Going into freshman year, Larry, a wide-eyed 14 year old, was pumped to be out of middle school. After the first few weeks, Larry realized that things might not be just like the movies: school was really hard and he had a hard time making friends.  He found his grade was very, let’s just say, “loyal,” to their friends.

Eventually, after the rigorous process of finding friends, Larry had to deal with people making fun of him because he is a part of, let’s say, competitive cheerleading (or chess club, or rowing; the list goes on).

People called him mean names and gossiped about him behind his back. It turns out that even his friends were talking about him.  It didn’t seem like a big deal to his friends, but it was to him.  

Now, you might be thinking: Why tell us a random story about a kid who doesn’t even exist? 

Well, the simple answer is the words that you choose to say to someone or behind their back could cause them to question their choices and lower their self-esteem. You know the saying “sticks and stones may break my bones but words can never hurt me?”  Well, news flash: Words do hurt people.  What happened to Larry happens, in one form or another, to real sophomore students here and beyond. 

Another problem, according to the conversations I’ve had with peers, is that people don’t feel heard.  Think social events like homecoming week, class activities, and the social scene as a whole.
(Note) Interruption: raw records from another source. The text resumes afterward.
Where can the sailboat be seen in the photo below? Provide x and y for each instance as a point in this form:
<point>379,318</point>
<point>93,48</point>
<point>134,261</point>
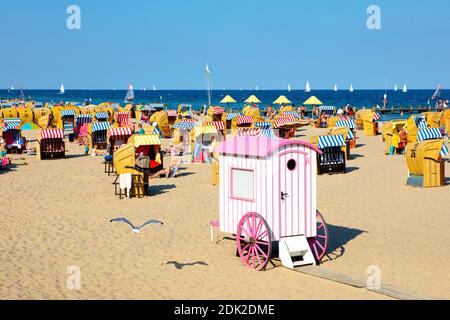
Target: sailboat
<point>437,93</point>
<point>130,94</point>
<point>308,87</point>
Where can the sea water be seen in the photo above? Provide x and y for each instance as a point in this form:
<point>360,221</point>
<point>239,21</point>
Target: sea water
<point>198,98</point>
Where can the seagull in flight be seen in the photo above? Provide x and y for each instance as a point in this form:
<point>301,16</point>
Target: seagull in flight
<point>133,227</point>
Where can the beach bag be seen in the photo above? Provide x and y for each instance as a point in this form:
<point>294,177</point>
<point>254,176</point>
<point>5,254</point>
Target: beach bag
<point>5,161</point>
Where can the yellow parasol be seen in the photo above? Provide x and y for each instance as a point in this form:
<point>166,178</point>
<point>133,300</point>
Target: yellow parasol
<point>228,99</point>
<point>313,101</point>
<point>252,99</point>
<point>282,100</point>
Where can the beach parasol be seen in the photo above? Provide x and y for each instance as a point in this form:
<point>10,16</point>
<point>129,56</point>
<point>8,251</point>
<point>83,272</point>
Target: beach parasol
<point>252,99</point>
<point>228,99</point>
<point>313,101</point>
<point>29,126</point>
<point>282,100</point>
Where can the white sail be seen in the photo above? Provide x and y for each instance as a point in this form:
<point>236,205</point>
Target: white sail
<point>308,87</point>
<point>130,94</point>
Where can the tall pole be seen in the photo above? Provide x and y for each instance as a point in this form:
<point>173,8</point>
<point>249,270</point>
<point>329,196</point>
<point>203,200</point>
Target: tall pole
<point>208,79</point>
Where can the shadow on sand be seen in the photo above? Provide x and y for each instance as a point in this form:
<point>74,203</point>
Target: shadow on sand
<point>160,189</point>
<point>338,238</point>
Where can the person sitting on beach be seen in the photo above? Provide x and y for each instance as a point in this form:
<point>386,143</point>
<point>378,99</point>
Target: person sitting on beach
<point>170,171</point>
<point>270,112</point>
<point>323,120</point>
<point>144,118</point>
<point>140,129</point>
<point>350,111</point>
<point>95,152</point>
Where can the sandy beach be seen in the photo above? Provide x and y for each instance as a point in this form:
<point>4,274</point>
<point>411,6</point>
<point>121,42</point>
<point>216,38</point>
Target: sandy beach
<point>55,214</point>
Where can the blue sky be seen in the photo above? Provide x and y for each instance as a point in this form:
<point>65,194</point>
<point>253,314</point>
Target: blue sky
<point>247,43</point>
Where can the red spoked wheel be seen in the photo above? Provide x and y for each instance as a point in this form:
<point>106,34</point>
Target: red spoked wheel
<point>319,243</point>
<point>254,241</point>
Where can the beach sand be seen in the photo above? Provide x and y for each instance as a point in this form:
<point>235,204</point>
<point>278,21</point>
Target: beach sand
<point>55,214</point>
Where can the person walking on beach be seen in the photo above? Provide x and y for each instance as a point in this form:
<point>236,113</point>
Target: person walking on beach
<point>140,129</point>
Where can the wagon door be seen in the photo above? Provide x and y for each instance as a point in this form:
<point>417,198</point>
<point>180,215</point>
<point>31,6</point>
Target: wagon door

For many, it feels like there is an imbalance in power. Some people seem to have all of the power to say what they want to happen, or “how things are,” and others have no say at all.  And no one has the courage to speak up.  

It would be easy to blame a few, but the truth is, we are all to blame. We need to listen to each other so everyone feels heard, and we need to speak up to be heard.  We need people to have courage and freedom.    

Yes, it is hard, but we can have an environment where everyone can feel comfortable to be their authentic self.

The main message that I am trying to get across is that we are a team. To be successful as a team, we have to work together. We have to listen to one another and be kind to one another. So, take this message how you may, and remember you’re awesome, so let some of that awesomeness improve our sophomore class.